By Stephen Witt
“Let no man pull you so low as to hate him.”
Martin Luther King, Jr.
Being a Donald Trump hater has never made sense to me, and when I tell this to family and fellow Angelenos in the Democratic echo chamber, this statement is often misconstrued to mean I like Donald Trump.
This is not the case. As a nonpartisan individual running LACP, a nonpartisan digital media news site, it means we look at policies and issues through an ideas-over-ideology lens. Trump takes risks, particularly on international issues, and some we like. Others we think are wrong.
That said, as MLK day approaches, LACP would be remiss to not clearly state the view that the Trump Administration’s policy of putting masked Federal Immigration and Customs Enforcement (ICE) agents in American cities is deplorable.
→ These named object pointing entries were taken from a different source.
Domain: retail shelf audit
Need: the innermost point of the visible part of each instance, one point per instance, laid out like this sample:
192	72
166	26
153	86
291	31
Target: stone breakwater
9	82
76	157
Equally deplorable are Trump’s bringing in the National Guard until the courts stopped him, and his new threats to bring them back in under insurrection laws.
This policy is Un-American, and the American people have a Constitutional right to peaceful protest. Added to which, it creates fear in American citizens and immigrants alike, as well as confusion among local, state and federal enforcement agents in any given city that ICE floods.
As MLK Day approaches, it is worth noting how much the great and martyred Civil Rights leader believed in the American Dream. Thus, his words to “…judge a person by their character and not the color of their skin” are akin to the Declaration of Independence’s “…all men are created equal… and inalienable rights to life, liberty and the pursuit of happiness.”
These thoughts and words are aspirational in that we, as a country, must work to bring them closer to reality with every generation.
But MLK also stood for justice and said, “There comes a time when one must take a position that is neither safe, nor politic, nor popular, but he must take it because conscience tells him it is right.”
LACP strongly condemns the Trump Administration’s current internal immigration policy. Armed and masked ICE agents flooding American cities sows fear and mistrust and promotes violence. This policy should stop.